Moussa Koné (pdt Anglo-net corporation) : « The Happy New Year est le lancement d’un vaste projet »

Moussa Koné (pdt Anglo-net corporation) : « The Happy New Year est le lancement d’un vaste projet »

L’Anglo-net corporation organise le samedi 17 février 2018 un événement dénommé The Happy New Year. La cérémonie est prévue à l’hôtel Belle-Côte de la Riviera Palmeraie. Avant ce grand rendez-vous, Moussa Koné, président de la structure organisatrice, s’est ouvert à nous.  

 

Vous organisez une cérémonie dénommée The Happy New Year. De quoi s’agit-il exactement ?

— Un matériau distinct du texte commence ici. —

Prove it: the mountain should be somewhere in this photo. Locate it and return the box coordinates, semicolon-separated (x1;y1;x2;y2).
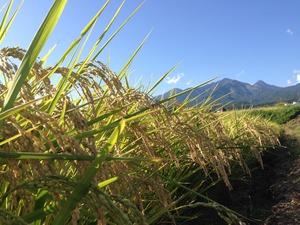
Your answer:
156;78;300;107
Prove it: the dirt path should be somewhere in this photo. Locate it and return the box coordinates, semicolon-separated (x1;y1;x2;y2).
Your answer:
232;132;300;225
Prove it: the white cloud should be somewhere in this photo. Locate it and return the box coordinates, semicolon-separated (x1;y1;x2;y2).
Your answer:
293;69;300;74
285;29;294;36
236;70;245;79
166;73;184;84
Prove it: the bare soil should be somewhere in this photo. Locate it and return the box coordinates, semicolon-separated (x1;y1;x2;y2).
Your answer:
230;126;300;225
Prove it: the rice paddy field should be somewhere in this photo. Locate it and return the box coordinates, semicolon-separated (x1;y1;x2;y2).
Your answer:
0;1;292;225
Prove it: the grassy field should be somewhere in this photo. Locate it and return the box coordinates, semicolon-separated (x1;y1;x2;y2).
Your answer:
0;1;281;225
240;104;300;124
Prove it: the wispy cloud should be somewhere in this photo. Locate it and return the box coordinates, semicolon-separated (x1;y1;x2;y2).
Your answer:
236;70;245;79
285;29;294;36
166;73;184;84
186;80;192;86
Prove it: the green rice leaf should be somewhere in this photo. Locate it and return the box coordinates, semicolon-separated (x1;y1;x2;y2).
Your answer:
52;120;125;225
98;177;118;188
0;0;24;43
0;0;67;127
0;95;47;120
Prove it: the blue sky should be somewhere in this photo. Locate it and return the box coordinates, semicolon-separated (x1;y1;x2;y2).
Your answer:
1;0;300;93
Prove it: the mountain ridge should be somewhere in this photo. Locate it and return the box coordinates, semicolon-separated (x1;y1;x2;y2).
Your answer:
156;78;300;106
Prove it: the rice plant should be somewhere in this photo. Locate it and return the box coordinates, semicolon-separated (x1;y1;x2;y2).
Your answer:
0;0;284;224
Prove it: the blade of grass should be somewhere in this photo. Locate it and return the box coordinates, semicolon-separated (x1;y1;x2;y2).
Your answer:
77;0;125;73
92;3;144;61
0;0;67;127
0;95;47;120
52;120;125;225
118;31;152;80
0;0;24;43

The Happy New Year, c’est un spectacle tout en anglais qui est composé d’activités artistiques telles que des représentations théâtrales, des poèmes, des chants ainsi que des blagues. Comme son nom l’’indique, The Happy New Year  c’est pour  souhaiter une bonne et heureuse année particulièrement à la communauté anglophone ; un peu comme le Bonjour de la communauté francophone. Ce qui fait la particularité de The Happy New Year, c’est que c’est autour d’un thème. Cette année, le thème choisi est « l’immigration clandestine ». Vu la récente situation que bon nombre d’Africains  a vécu en Libye, c’est notre contribution à la sensibilisation des jeunes par rapport à ce fléau. La représentation théâtrale va retracer la tragédie d’un jeune Africain qui a tenté d’aller aux Etats-Unis par des voies illégales. Il perd la vie et sa dépouille mortelle revient à sa famille.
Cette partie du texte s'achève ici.